For one family, enrolling in District kindergarten is a lesson in frustration

This article was originally published in The Notebook. In August 2020, The Notebook became Chalkbeat Philadelphia.

Angela and Corey Battle have one immediate goal, and that is to get their 5-year-old son into kindergarten in a public school in Philadelphia.

So far, no luck.

The Frankford couple can’t understand this – especially given the city and the District’s emphasis on the importance of early childhood education and Mayor Kenney’s determination to provide access to universal pre-kindergarten.

“We didn’t know our local school didn’t have to accept our son, and now we’re stuck,” Battle said. “It’s August, and we have no idea where we are sending our child.”

How could this happen?

There are myriad reasons. First, kindergarten is not mandated in Pennsylvania, so the cash-strapped District is not obligated to provide it, although it does. For two decades, in fact, it has provided full-day kindergarten; many suburban districts are still offering half-day kindergarten.

But because the District is always facing tight budgets, it doesn’t automatically add classes at a school if the kindergarten demand exceeds the supply, as it does for upper grades. For more than two decades, state aid hasn’t been tied directly to enrollment increases, so adding an extra teacher would be costly.

Then there is the planning issue. School budgets are prepared well in advance, but many parents wait until the last minute to register. The city’s population is very mobile, and it is always hard to predict how many students will show up.

And even if a principal could manage to squeeze an extra teacher into the budget at the last minute, the recent massive downsizing of the system – more than two dozen schools have been closed since 2013, and more have been converted to charters – has made space scarce at many schools.

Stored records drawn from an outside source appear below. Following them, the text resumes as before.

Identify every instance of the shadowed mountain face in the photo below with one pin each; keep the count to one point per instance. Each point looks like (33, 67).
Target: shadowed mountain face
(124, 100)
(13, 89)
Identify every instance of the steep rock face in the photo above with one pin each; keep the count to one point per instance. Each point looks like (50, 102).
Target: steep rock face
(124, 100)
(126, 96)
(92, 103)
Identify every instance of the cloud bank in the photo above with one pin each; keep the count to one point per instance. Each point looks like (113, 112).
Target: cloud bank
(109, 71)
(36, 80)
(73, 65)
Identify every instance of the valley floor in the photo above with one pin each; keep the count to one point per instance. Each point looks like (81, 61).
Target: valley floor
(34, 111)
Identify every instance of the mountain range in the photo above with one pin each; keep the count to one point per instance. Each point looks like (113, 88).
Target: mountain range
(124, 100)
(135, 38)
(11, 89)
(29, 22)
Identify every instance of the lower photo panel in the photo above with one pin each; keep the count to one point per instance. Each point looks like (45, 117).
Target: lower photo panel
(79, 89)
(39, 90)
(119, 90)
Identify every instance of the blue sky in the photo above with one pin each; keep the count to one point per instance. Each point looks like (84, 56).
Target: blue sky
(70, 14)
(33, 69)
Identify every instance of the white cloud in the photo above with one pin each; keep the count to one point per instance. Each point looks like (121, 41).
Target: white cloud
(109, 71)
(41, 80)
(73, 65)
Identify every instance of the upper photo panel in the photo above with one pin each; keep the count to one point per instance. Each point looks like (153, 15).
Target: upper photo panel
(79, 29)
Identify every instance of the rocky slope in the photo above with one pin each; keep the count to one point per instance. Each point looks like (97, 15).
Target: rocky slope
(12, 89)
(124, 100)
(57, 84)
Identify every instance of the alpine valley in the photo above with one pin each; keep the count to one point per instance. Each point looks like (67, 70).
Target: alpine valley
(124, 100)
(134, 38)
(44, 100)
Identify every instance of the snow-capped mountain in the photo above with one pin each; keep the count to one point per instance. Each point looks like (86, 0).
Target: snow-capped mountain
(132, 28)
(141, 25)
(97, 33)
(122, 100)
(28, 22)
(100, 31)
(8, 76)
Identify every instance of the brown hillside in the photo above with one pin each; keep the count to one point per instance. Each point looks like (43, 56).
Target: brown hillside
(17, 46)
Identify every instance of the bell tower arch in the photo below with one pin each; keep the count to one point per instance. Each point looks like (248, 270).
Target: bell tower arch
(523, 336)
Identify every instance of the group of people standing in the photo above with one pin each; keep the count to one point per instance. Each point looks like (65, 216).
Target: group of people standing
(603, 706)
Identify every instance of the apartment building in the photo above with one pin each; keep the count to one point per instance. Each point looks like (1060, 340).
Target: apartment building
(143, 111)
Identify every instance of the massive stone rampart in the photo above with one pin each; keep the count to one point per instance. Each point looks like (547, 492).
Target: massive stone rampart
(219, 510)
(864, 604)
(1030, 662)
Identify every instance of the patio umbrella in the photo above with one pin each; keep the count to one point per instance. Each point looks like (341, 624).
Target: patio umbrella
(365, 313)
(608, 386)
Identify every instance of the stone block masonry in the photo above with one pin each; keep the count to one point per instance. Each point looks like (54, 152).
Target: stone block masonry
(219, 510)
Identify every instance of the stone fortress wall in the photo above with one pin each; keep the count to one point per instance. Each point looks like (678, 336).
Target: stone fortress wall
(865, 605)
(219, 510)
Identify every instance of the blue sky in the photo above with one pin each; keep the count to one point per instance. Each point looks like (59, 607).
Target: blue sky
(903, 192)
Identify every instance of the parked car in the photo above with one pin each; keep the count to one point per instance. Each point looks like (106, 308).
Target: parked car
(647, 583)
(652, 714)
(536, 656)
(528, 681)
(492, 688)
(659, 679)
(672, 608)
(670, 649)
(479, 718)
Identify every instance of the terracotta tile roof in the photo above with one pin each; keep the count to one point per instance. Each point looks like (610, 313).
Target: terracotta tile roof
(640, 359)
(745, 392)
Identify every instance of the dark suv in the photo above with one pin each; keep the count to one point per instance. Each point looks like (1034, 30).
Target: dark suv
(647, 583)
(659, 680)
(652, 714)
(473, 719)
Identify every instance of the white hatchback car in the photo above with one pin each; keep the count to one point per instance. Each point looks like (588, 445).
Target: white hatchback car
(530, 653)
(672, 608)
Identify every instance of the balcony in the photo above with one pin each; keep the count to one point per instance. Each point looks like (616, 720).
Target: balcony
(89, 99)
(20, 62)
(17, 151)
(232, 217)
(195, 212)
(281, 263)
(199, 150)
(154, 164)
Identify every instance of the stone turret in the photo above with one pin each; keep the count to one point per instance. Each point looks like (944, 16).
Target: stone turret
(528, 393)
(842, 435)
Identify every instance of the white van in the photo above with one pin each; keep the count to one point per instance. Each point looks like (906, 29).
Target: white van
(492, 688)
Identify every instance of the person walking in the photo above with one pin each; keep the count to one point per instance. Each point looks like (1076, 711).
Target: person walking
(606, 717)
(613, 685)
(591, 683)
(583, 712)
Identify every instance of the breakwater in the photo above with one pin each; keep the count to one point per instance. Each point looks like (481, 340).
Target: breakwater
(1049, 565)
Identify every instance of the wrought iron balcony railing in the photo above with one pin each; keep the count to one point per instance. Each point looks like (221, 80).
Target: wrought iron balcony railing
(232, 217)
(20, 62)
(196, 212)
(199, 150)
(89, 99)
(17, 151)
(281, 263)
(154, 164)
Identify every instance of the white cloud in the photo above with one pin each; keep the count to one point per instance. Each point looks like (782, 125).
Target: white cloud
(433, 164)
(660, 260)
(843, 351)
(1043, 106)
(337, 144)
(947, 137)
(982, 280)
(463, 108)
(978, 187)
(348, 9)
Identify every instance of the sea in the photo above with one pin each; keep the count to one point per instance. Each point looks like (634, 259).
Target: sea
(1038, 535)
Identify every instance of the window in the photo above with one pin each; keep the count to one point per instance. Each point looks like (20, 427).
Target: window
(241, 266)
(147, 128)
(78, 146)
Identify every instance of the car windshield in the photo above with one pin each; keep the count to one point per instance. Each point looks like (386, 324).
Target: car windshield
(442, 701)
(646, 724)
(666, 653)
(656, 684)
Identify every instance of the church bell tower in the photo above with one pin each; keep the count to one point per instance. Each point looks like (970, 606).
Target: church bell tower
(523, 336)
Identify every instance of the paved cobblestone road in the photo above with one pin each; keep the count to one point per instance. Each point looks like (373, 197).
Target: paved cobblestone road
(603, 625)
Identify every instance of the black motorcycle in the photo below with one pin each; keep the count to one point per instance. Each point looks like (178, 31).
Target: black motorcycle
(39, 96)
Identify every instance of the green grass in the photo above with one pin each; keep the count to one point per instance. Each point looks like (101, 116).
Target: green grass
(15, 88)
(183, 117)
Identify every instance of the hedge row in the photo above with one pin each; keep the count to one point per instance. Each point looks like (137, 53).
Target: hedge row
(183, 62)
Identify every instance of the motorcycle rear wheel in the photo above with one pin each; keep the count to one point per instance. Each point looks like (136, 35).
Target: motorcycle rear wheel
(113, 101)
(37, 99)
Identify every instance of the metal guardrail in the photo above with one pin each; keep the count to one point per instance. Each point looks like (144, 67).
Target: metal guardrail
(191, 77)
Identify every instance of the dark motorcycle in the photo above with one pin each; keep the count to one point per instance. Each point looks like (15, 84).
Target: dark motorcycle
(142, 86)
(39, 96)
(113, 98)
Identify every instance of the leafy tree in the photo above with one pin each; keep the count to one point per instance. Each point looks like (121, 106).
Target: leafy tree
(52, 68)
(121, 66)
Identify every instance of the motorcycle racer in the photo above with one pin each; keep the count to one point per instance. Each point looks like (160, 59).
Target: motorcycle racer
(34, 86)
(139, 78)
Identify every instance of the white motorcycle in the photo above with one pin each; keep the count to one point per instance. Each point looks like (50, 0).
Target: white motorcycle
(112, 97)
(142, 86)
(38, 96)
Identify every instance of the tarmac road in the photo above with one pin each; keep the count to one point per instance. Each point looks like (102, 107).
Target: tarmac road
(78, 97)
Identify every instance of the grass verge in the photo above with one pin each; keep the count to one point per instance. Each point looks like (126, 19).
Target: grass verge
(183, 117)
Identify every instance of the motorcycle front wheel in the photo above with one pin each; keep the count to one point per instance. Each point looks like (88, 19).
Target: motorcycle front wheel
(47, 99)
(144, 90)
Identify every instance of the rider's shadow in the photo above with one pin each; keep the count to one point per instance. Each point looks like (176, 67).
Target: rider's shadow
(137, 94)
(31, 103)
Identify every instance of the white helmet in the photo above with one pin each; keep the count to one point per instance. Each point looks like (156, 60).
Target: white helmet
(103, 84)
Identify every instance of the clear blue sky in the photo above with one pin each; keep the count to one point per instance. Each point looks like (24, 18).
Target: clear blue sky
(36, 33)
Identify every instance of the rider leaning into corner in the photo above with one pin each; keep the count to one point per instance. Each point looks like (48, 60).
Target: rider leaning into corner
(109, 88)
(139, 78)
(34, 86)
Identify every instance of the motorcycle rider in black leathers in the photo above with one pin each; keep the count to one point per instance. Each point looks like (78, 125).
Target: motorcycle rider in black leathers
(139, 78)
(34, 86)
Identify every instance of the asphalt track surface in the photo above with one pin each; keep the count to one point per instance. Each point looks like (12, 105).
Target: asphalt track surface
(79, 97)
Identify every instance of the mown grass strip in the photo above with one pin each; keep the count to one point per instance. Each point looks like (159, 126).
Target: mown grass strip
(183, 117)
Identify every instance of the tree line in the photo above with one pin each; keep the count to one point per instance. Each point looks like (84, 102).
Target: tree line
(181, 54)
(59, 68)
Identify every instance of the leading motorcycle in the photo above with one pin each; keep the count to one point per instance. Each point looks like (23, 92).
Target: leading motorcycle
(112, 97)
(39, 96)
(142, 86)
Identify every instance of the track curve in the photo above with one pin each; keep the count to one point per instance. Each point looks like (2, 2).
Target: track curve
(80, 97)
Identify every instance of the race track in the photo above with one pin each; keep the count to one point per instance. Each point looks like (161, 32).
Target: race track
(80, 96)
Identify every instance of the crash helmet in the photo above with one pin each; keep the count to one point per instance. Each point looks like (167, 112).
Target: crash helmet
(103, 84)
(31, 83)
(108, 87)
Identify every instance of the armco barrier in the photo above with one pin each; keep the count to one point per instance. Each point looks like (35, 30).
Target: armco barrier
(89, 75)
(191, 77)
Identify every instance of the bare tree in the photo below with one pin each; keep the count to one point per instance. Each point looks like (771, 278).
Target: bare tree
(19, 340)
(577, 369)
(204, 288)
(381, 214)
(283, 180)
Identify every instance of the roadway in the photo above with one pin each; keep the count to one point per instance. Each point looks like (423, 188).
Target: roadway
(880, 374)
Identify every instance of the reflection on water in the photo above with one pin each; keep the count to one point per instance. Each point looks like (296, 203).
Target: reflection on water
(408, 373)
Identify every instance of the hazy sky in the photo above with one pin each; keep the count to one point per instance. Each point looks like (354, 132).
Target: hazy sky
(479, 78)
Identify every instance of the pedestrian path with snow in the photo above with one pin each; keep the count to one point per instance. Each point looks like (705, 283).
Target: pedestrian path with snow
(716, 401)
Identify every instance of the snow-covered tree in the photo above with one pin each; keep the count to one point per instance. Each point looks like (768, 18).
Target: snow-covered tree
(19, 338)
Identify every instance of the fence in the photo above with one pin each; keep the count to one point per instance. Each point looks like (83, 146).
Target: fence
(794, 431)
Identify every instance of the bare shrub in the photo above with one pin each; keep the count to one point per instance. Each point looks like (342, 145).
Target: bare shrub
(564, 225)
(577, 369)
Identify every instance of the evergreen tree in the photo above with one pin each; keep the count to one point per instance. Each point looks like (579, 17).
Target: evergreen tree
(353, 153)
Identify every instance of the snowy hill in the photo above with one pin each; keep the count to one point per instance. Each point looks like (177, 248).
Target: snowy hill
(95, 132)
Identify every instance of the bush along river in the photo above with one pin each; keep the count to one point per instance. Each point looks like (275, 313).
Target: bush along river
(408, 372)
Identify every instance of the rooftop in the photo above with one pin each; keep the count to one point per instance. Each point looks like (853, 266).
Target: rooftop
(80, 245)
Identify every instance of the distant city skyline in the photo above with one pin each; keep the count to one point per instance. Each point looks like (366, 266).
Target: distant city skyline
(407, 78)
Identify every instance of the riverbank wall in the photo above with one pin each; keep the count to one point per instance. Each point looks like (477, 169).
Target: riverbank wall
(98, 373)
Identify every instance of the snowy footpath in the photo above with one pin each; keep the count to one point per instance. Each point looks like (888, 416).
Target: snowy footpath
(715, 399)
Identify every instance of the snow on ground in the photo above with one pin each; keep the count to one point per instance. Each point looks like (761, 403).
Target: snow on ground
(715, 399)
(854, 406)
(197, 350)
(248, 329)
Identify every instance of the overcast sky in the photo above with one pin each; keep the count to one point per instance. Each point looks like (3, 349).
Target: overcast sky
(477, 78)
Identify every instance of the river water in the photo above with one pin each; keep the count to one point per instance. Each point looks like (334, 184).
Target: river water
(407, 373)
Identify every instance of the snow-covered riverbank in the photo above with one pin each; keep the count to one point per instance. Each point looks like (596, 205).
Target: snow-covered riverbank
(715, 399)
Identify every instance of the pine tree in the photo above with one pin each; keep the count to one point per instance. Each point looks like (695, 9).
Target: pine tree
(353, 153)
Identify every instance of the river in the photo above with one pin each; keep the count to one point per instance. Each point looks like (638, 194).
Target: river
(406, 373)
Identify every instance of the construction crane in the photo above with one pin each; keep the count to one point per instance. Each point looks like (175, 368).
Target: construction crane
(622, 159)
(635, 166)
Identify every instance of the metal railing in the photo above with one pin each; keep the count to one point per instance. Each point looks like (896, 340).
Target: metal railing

As one District veteran put it: “We were directed to make the highest and most efficient use of space, so we can’t open up a new classroom on a dime. We were so efficient in the use of space, there are no classrooms left.”

A student who shows up at the local school for kindergarten after it is full is put on a waiting list and is also offered a space in a nearby school. But in Philadelphia, kindergarten children are not allowed on school buses, so families must provide their own transportation. This doesn’t work for many families, who might give up on sending the child at all if travel is required.

Second, the policy of turning over schools to charter organizations to improve them – the Renaissance schools initiative – means that for many neighborhoods, the local school is a charter. This is the case for the Battles, and that complicates their situation.

Although some parents don’t want to send their children to charters at all, that is not an issue for the Battles. They tried to enroll their son in the Philadelphia Charter School for Arts & Sciences at H.R. Edmunds, because they live in its catchment area.

Angela Battle went to enroll their son Camal there in June, shortly after the District started touting kindergarten pre-registration. But she was told kindergarten was already full.

As a Renaissance charter school, Edmunds is required to accept all neighborhood students before accepting students from outside the catchment area. That is emphasized on its website and confirmed by a person answering the phone at the school who said she helped parents with registration but did not want to be identified by name.

She said that Edmunds, run by String Theory, starts enrolling students for kindergarten in October and was full by May. She said she hates turning families away; one, she said, lived right across the street.

“Our only option is to tell parents to go to the School District. They have to find a school for them,” the employee said.

Angela Battle said she didn’t know that registration started so early at Edmunds.

Her next option was to try to get Camal into Shawmont, way up in Roxborough. Her 5th grader, Coby, is bused there every day.

He attends Shawmont because five years ago, when Coby was starting 1st grade, the Battles received a letter from the District informing them that because their local school – then Edmunds, under District control – was underperforming, they had a right to transfer their child to a better school. This letter was required under No Child Left Behind, the federal law that required school districts to take aggressive action around so-called “failing” schools.

They chose Shawmont, and Coby has been there since. Battle said she asked the principal about Camal attending Shawmont as well, and she was fine with it. The Battles were willing to drive him there.

But Battle said they were told that they had missed the deadline for applying for such a transfer for Camal (such a transfer is still possible, but not under No Child Left Behind, which has been replaced by the Every Student Succeeds Act).

“I was told that if you want to transfer your son out of the neighborhood school, there is a process for that, and it ended months ago,” Battle said. (At the very bottom of the web page on kindergarten registration is a sentence saying that the deadline for such transfer requests was Nov. 13 of last year.)

Angela Battle said she is reluctant to send Camal to another school in Frankford; she has done her research and says they are underperforming compared to Shawmont.

They have also tried two other charters in the area and are on waiting lists there. They have even looked into Catholic school options.

As Angela Battle sees it, “We can’t get into our local school, and they won’t let us go to the school where our other son is attending and the principal is on board.”

Their effort to find a school for Camal has proven to be far more difficult than it should be in a city that is putting a high priority on early childhood education, she said.

The District is required to provide Camal a spot somewhere. The Battles are still hoping they can get him into Shawmont. Corey Battle has a meeting Wednesday morning with the Office of School Placement to discuss the options.